After failed training I can't get own errors from training job response. All of them are "ExecuteUserScriptError" I can't pass my own info in FailureReason or ErrorMessage(always it's empty). I see which error was raised in CloudWatchLogs and TrainingJobTraceback(from SagemakerNotebook). So, bad solution is parse all CloudWatchLogs in case of failure.
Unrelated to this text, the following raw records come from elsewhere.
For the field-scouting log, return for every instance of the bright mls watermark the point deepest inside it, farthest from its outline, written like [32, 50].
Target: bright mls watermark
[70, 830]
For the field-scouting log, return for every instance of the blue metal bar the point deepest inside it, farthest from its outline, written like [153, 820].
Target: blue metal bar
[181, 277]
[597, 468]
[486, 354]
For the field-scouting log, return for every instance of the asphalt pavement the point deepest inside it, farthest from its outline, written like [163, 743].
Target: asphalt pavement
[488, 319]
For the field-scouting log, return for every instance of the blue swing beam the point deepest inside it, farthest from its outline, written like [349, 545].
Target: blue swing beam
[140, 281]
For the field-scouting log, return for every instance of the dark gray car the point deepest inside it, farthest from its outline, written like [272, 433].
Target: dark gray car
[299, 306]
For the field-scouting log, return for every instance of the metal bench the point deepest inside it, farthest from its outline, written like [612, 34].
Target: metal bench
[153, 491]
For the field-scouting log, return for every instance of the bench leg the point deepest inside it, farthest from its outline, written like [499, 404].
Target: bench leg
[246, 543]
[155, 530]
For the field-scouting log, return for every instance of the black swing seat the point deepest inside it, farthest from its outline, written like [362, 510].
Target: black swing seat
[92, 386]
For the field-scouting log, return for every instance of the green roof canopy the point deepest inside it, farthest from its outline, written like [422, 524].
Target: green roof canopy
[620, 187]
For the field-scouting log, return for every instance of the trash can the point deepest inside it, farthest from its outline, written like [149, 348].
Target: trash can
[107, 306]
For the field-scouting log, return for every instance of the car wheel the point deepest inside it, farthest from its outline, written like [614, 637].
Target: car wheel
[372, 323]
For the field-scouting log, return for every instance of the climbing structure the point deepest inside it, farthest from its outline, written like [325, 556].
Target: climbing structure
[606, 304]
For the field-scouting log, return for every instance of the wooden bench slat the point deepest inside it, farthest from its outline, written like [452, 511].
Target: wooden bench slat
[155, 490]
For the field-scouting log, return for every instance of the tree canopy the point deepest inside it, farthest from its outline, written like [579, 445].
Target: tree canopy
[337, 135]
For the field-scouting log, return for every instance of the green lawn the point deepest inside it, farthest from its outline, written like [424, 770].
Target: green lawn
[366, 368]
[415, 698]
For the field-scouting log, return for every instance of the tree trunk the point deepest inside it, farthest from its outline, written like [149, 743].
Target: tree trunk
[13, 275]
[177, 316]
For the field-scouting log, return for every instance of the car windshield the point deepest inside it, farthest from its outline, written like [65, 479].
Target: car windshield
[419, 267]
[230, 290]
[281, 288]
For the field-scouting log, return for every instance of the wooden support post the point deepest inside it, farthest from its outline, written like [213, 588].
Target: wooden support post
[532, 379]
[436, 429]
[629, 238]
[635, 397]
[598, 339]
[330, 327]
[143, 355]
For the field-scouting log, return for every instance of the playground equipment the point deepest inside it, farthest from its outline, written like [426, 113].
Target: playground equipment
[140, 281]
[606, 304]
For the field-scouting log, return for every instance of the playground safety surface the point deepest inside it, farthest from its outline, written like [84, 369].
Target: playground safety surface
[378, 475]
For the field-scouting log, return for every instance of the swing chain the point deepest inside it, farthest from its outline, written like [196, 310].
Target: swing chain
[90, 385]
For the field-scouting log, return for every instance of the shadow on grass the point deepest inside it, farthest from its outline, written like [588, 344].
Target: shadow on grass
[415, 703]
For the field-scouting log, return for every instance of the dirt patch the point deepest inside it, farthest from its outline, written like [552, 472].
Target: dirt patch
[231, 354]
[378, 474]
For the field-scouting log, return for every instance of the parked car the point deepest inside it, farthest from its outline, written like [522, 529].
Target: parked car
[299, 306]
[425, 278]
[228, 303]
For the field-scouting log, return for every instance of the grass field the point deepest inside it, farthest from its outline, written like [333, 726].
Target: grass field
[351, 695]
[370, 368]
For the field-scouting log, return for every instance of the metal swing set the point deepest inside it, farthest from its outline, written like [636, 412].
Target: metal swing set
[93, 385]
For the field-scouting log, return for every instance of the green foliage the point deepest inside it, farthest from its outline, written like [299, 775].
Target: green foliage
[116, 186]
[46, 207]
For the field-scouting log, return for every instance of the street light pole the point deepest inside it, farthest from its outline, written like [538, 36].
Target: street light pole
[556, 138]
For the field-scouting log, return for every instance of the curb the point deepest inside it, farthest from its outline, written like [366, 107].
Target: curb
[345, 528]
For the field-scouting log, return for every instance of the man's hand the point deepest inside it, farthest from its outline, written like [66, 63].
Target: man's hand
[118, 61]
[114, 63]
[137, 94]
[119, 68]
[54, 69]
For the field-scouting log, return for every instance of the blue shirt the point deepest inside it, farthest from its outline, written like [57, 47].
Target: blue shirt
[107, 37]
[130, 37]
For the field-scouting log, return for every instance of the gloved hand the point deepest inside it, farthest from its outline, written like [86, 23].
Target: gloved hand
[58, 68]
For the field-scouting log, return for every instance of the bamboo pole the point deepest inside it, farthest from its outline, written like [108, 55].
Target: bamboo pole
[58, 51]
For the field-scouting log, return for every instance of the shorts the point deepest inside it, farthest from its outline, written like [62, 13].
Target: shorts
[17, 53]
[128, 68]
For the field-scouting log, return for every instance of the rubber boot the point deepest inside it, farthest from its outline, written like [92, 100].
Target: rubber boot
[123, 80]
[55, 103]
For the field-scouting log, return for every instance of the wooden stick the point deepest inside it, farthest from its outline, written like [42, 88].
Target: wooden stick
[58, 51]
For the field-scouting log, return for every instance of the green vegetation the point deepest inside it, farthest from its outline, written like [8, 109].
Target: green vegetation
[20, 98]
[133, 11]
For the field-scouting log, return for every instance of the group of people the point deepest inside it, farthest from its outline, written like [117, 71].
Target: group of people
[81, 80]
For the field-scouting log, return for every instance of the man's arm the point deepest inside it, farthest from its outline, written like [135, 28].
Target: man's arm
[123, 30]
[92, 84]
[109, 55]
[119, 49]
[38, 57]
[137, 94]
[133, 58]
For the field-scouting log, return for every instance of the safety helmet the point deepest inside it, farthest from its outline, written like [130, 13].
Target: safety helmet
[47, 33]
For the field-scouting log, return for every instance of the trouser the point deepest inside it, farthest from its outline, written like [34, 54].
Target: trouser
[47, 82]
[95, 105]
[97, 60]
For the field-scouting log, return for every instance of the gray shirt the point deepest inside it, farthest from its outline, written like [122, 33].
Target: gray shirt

**Question: How to provide my own ErrorMessage or FailureReason? **

May be I am digging in the wrong direction. Anyway, I need your advice. Thank you so much for possibility to ask an advice here)

4 Answers
0

In: sklearn_estimator.latest_training_job.describe()['FailureReason']

Out:

Traceback (most recent call last):
  File "/miniconda3/lib/python3.7/site-packages/sagemaker_containers/_trainer.py", line 84, in train
    entrypoint()
  File "/miniconda3/lib/python3.7/site-packages/sagemaker_sklearn_container/training.py", line 39, in main
    train(environment.Environment())
  File "/miniconda3/lib/python3.7/site-packages/sagemaker_sklearn_container/training.py", line 35, in train
    runner_type=runner.ProcessRunnerType)
  File "/miniconda3/lib/python3.7/site-packages/sagemaker_training/entry_point.py", line 100, in run
    wait, capture_error
  File "/miniconda3/lib/python3.7/site-packages/sagemaker_training/process.py", line 291, in run
    cwd=environment.code_dir,
  File "/miniconda3/lib/python3.7/site-packages/sagemaker_training/process.py", line 208, in check_error
    info=extra_info,
sagemaker_training.errors.ExecuteUserScriptError: ExecuteUserScriptError:
ExitCode 1
ErrorMessage ""
Command "/miniconda3/bin/python train.py"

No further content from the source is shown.